OPA: Services

How can P&A help me?

P&A Services

The Consumer Information Unit, a part of the Case Services Division, provides information and referral services and short term advocacy assistance.  The section is, in most cases, the entry point to P&A for new callers to the Office.  Depending on the need presented, the Consumer Information staff may provide information, connect callers to the appropriate P&A unit, or make referrals to relevant outside agencies.
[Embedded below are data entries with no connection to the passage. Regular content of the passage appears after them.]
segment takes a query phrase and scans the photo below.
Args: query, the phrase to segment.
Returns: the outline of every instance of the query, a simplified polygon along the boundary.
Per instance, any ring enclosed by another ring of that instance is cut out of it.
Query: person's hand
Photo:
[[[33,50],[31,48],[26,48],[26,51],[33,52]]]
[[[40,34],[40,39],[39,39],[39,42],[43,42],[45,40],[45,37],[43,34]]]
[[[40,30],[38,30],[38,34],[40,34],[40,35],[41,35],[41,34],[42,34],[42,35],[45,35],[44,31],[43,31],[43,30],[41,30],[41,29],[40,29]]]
P&A operates a number of distinct federally mandated advocacy programs for people with disabilities.  These include:

Client Assistance Program (CAP)
CAP provides consultation and advocacy assistance to applicants and recipients of vocational services provided under the federal Rehabilitation Act. CAP's primary focus is helping clients of the vocational rehabilitation service system, most notably the Bureau of Rehabilitation Services (BRS) and Board of Education and Services for the Blind (BESB).
 
P&A for Assistive Technology (PAAT)
PAAT provides consumer education and representation in an effort to expand the availability of assistive technology devices and services for people with disabilities.
 
P&A for Persons with Developmental Disabilities (PADD)
Developmental Disabilities are defined in the Federal DD Act as chronic mental and/or physical impairments which must be evident prior to the age of twenty-two. They tend to be life long and result in substantial limitations in three or more of the major life areas: self-care, receptive, and expressive language, learning, mobility, self-determination, capacity for independent living and economic self-sufficiency. The DD Act requires P&A systems to be independent of service systems; to have access to client records; to have the authority to conduct investigations and to pursue legal and administrative remedies on behalf of clients of the DD service system; to provide information and referral services; and to educate policymakers about issues of concern to persons with disabilities. (The DD Act description of P&A requirements and authority is essentially repeated in enabling legislation for other P&A programs.)
 
P&A for Individuals with Mental Illness (PAIMI)
PAIMI investigates allegations of abuse and neglect and other complaints raised by people with mental illness who reside in supervised facilities, and advocates for appropriate discharge plans, consumer choice, and respectful, relevant supports.
 
P&A for Individuals Rights (PAIR)
PAIR is authorized to provide consultation and representation for people with disabilities who are not eligible for P&A services under one of the other federally defined P&A programs.
 
P&A for Persons with Traumatic Brain Injury (PATBI)
PATBI is funded by a grant from the United State Department of Health and Human Services that provides free advocacy assistance to individuals with traumatic brain injury (TBI).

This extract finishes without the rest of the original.